I’m running this on a compute cluster where cuDNN 7.4~7.6 are installed. I tried loading each of them but none successful.

For cuDNN 7.4, CUDA 10.0.130, I’m getting this error:

┌ Warning: CUDNN is not installed, some functionality will not be available.
└ @ Flux.CUDA ~/.julia/packages/Flux/qXNjB/src/cuda/cuda.jl:35
ERROR: LoadError: Your installation does not provide libcudnn, CuArrays.CUDNN is unavailable
Stacktrace:
 [1] error(::String) at ./error.jl:33
 [2] macro expansion at /home/jchen975/.julia/packages/CuArrays/kOUu1/src/dnn/error.jl:17 [inlined]
 [3] cudnnGetProperty at /home/jchen975/.julia/packages/CuArrays/kOUu1/src/dnn/libcudnn.jl:474 [inlined]

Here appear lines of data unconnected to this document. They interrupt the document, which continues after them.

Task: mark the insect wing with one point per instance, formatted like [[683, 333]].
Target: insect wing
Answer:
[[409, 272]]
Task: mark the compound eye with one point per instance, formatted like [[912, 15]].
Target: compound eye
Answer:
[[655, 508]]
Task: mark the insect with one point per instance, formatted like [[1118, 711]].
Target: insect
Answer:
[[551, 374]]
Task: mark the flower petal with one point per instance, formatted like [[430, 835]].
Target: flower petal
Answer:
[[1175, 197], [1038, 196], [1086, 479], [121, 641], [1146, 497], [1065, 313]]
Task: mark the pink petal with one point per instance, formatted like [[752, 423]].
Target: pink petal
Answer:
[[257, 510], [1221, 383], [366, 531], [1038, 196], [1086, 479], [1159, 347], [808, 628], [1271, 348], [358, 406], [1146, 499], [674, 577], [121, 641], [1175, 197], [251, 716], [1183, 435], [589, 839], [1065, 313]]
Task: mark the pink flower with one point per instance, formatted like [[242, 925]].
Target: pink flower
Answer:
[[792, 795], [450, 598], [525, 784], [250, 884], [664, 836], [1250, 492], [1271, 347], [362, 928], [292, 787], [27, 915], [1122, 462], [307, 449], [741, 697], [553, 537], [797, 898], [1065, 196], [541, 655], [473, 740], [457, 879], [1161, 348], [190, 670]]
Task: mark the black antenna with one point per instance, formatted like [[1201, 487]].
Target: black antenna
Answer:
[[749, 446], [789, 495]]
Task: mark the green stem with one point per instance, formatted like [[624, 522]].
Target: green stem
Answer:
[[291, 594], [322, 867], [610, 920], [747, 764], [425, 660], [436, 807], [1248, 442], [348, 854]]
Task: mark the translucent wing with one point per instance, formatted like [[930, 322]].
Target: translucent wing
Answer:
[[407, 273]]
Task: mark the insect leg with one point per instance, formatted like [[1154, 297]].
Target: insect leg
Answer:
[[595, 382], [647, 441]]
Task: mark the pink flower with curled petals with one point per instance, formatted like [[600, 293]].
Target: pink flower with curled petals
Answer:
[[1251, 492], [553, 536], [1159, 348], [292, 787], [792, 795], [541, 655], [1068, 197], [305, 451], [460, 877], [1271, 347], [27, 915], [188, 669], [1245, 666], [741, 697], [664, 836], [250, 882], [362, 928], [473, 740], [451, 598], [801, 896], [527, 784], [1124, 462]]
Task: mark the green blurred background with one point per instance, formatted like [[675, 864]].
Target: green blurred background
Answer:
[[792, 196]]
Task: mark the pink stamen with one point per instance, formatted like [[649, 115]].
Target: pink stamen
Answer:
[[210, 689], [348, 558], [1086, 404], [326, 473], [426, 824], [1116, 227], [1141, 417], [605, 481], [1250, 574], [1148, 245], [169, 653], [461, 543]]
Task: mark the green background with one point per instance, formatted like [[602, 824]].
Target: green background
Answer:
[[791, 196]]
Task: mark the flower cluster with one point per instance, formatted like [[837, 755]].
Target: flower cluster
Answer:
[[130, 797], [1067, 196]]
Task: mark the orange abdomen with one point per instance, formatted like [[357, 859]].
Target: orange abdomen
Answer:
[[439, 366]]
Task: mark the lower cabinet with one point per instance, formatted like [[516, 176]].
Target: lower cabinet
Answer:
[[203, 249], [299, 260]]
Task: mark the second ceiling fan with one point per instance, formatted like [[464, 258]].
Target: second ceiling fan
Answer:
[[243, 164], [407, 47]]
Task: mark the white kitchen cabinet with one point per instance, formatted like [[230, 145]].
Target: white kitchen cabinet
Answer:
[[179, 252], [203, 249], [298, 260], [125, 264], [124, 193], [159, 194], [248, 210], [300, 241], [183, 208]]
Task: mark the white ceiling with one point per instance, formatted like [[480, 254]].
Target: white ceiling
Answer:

 [4] version() at /home/jchen975/.julia/packages/CuArrays/kOUu1/src/dnn/CUDNN.jl:43
 [5] #conv!#22(::Int64, ::Int64, ::typeof(conv!), ::CuArray{Float32,4}, ::CuArray{Float32,4}, ::CuArray{Float32,4}, ::DenseConvDims{2,(1, 3),4,8,(1, 1),(0, 0, 1, 1),(1, 1),false}) at /home/jchen975/.julia/packages/CuArrays/kOUu1/src/dnn/nnlib.jl:44
 [6] conv!(::CuArray{Float32,4}, ::CuArray{Float32,4}, ::CuArray{Float32,4}, ::DenseConvDims{2,(1, 3),4,8,(1, 1),(0, 0, 1, 1),(1, 1),false}) at /home/jchen975/.julia/packages/CuArrays/kOUu1/src/dnn/nnlib.jl:44
 [7] macro expansion at /home/jchen975/.julia/packages/NNlib/mxWRT/src/conv.jl:114 [inlined]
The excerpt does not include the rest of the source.